Direct Comparison of Total Clearance Prediction: Computational Machine Learning Model versus Bottom-Up Approach Using In Vitro Assay

Abstract

The in vitro-in vivo extrapolation (IVIVE) approach for predicting total plasma clearance (CLtot) has been widely used to rank order compounds early in discovery. More recently, a computational machine learning approach utilizing physicochemical descriptors and fingerprints calculated from chemical structure information has emerged, enabling virtual predictions even earlier in discovery. Previously, this approach focused more on in vitro intrinsic clearance (CLint) prediction. Herein, we directly compare these two approaches for predicting CLtot in rats. A structurally diverse set of 1114 compounds with known in vivo CLtot, in vitro CLint, and plasma protein binding was used as the basis for this evaluation. The machine learning models were assessed by validation approaches using the time- and cluster-split training and test sets, and five-fold cross validation. Assessed by five-fold validation, the random forest regression (RF) and radial basis function (RBF) models demonstrated better prediction performance in eight attempted machine learning models. The CLtot values predicted by the RF and RBF models were within two-fold of the observed values for 67.7 and 71.9% of cluster-split test set compounds, respectively, while the predictivity was worse in the time-split dataset.

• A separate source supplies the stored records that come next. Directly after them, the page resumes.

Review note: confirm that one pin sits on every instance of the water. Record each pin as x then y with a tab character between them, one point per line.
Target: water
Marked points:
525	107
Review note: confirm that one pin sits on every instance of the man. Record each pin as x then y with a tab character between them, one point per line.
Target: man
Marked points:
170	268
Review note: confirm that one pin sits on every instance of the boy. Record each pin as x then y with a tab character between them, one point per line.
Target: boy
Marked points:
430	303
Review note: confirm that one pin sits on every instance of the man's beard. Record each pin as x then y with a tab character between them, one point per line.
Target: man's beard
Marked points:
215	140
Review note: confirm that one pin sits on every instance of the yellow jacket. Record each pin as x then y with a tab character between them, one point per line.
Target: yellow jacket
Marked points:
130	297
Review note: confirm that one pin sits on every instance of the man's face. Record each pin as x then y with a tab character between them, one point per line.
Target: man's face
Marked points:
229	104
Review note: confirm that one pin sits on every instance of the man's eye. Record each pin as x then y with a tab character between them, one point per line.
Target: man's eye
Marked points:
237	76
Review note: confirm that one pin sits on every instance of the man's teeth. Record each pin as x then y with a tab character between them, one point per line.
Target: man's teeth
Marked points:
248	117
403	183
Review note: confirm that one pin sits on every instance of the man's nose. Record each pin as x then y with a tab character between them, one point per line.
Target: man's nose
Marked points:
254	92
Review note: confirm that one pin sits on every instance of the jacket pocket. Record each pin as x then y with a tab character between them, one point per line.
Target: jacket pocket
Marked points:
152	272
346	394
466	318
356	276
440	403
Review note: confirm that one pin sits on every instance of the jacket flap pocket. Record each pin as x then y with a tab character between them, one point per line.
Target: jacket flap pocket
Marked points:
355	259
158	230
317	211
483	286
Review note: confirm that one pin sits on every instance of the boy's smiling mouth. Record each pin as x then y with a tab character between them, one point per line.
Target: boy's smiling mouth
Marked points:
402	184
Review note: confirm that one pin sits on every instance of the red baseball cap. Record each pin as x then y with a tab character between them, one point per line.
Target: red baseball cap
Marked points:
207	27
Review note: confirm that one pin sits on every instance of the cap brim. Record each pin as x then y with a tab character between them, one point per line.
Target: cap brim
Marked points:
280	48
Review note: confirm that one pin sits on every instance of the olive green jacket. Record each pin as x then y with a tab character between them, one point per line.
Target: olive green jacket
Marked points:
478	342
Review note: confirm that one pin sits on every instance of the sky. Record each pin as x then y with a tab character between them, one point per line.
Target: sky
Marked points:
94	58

The predictivity of both models tended to be improved by incorporating in vitro parameters, unbound fraction in plasma (fu,p), and CLint. CLtot prediction utilizing in vitro CLint and the well-stirred model, correcting for the fraction unbound in blood, was substantially worse compared to machine learning approaches for the same cluster-split test set. The reason that CLtot is underestimated by IVIVE is not fully explained by considering the calculated microsomal unbound fraction (cfu,mic), extended clearance classification system (ECCS), and omitting high clearance compounds in excess of hepatic blood flow. The analysis suggests that in silico machine learning models may have the power to reduce reliance on or replace in vitro and in vivo studies for chemical structure optimization in early drug discovery.